Insufficient Cross-Site Scripting (XSS) protection in Juniper Networks J-Web and web based (HTTP/HTTPS) services allows an unauthenticated attacker to hijack the target user's HTTP/HTTPS session and perform administrative actions on the Junos device as the targeted user.
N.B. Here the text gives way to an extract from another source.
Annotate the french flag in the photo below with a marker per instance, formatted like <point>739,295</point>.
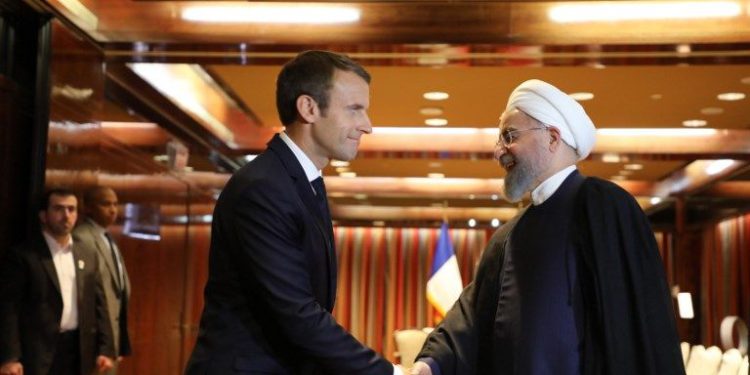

This issue only affects Juniper Networks Junos OS devices with HTTP/HTTPS services enabled such as J-Web, Web Authentication, Dynamic-VPN (DVPN), Firewall Authentication Pass-Through with Web-Redirect, and Zero Touch Provisioning (ZTP). Junos OS devices with HTTP/HTTPS services disabled are not affected. If HTTP/HTTPS services are enabled, the following command will show the httpd processes: user@device> show system processes | match http 5260 - S 0:00.13 /usr/sbin/httpd-gk -N 5797 - I 0:00.10 /usr/sbin/httpd --config /jail/var/etc/httpd.conf In order to successfully exploit this vulnerability, the attacker needs to convince the device administrator to take action such as clicking the crafted URL sent via phishing email or convince the administrator to input data in the browser console. This issue affects Juniper Networks Junos OS: 18.1 versions prior to 18.1R3-S1; 18.2 versions prior to 18.2R3-S5; 18.3 versions prior to 18.3R2-S4, 18.3R3-S2; 18.4 versions prior to 18.4R2-S5, 18.4R3-S2; 19.1 versions prior to 19.1R2-S2, 19.1R3-S1; 19.2 versions prior to 19.2R1-S5, 19.2R2; 19.3 versions prior to 19.3R2-S4, 19.3R3; 19.4 versions prior to 19.4R1-S3, 19.4R2; 20.1 versions prior to 20.1R1-S2, 20.1R2. This issue does not affect Juniper Networks Junos OS prior to 18.1R1.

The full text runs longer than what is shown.